Fourth Sunday of Easter
John 10;22-30
How often when we ask a question have we already made up our minds what the answer is going to be? In this Gospel reading, the Jews who asked Jesus to say plainly if he was indeed the Messiah had already worked out in their own minds what the answer to that question was. They had firm ideas about who the Messiah would be, conventional ideas about an earthly king who would throw out the foreign oppressors and restore the kingdom of David. There are two problems with this. First, no earthly kingdom is an adequate reflection of God’s kingdom – even the imagined golden age of the first King David was marked by immorality and all the other blemishes that inevitably accomplish all human endeavors, and second it reveals an attitude of mind which confidently expects God to fit in with our preconceptions, our ideas about what is right and what is wrong. The Jews were convinced in their own minds that this outsider, this man who wasn’t even a proper Rabbi, couldn’t possibly be the Messiah.
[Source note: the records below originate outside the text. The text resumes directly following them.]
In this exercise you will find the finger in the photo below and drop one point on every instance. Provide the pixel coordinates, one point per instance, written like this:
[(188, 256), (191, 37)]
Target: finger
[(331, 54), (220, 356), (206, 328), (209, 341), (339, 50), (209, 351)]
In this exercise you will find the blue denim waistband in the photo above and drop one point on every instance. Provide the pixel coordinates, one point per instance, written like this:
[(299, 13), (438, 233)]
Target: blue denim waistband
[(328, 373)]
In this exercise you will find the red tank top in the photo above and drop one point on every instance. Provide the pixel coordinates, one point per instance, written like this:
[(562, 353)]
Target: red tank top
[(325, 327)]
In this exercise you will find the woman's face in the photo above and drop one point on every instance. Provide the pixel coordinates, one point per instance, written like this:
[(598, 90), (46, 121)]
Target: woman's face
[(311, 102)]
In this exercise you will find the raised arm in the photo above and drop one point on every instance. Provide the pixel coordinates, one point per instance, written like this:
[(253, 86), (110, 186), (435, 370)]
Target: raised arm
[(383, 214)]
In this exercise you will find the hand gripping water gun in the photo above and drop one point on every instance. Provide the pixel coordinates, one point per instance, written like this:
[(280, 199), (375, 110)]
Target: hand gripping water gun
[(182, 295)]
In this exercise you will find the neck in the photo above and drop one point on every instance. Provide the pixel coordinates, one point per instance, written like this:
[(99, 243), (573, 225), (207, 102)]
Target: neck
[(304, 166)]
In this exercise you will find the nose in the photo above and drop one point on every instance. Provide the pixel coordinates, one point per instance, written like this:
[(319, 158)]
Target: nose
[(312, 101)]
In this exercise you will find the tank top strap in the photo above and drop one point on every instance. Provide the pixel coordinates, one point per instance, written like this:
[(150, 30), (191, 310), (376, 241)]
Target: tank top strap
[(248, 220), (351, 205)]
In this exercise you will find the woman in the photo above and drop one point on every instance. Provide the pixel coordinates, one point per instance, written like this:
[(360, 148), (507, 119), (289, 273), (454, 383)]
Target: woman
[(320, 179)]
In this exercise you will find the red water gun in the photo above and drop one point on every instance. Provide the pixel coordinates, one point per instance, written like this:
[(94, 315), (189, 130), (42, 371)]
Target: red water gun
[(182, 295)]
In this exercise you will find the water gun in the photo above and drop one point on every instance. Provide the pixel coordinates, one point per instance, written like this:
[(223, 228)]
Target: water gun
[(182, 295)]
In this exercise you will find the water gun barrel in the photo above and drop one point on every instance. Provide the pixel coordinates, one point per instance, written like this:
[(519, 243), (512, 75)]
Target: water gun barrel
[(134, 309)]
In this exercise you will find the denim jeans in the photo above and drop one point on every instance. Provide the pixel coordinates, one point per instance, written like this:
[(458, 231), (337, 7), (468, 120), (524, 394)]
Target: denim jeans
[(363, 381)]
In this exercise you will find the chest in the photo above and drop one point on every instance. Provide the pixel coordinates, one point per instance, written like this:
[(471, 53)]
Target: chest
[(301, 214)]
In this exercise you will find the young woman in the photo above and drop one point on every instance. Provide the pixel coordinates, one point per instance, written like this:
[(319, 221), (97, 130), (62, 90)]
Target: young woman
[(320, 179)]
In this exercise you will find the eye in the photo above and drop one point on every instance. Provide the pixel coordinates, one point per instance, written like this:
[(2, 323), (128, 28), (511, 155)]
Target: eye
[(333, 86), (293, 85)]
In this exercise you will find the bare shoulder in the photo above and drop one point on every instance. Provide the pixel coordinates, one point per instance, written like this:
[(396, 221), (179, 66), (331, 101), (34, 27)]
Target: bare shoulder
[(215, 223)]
There are also dangers for us! If we believe that we are above such ideas, and all we have to do is accept Jesus as the Christ, and that concludes the matter. But the sheep of Jesus are to hear and follow and their actions must speak louder than words. “If anyone is in Christ, he is a new creation” [2 Cor 5,17], writes St Paul, and if we are honest with ourselves before God, can we really claim that we have discarded the old nature and put on the new? Because if, in honesty we cannot make that claim for ourselves, in what sense then have we the right to claim that we have recognised Jesus, both who and what he truly is as our shepherd?
When it comes to the crunch, when there is conflict between the standards of Christ and the way of the world, what happens? Every human life is marked with failure and sinfulness: the big question is, what do we do about it? Do we just shrug our shoulders, say we are doing our best and then carry on as before, or do we accept the challenge to turn decisively away from the old life and toward the new and eternal life of Christ?
Jesus tells us that his sheep “hear him and they follow him”. Both are required of the Christian. A readiness to hear the words of the Lord, and words which we know deep down are words that are not simply going to tell us what a splendid job we are making of our lives, but which are going to challenge us to new ways of living, is the start, but only the start. How foolish, how dangerous to our immortal souls, to hear the words of eternal life, and then ignore them. We are called to hear, and then to respond, by following in the steps of the master, and not, like foolish sheep, to think that we know best and that we can therefore go our own way with impunity.
Some of course will scorn the whole idea of Jesus speaking to us, let alone having to obey the voice of a mere man who, the world confidently believes (and hopes?), has been dead for two thousand years, but if we will only stop rushing around, we will then find that Jesus the living Lord speaks to us in a hundred and one different ways, in the circumstances of our lives, in the stillness of our hearts, and much more besides, and that his words are true for our lives. That demands of us a readiness to accept that he really is Messiah, he really is Lord. Mere words are unlikely to convince you of that, and that is why, even in Eastertide, we still need the cross in front of our eyes, the reminder of what man’s rejection of Jesus led him to. Can we look at Jesus on the Cross, and still deny his claim on our lives?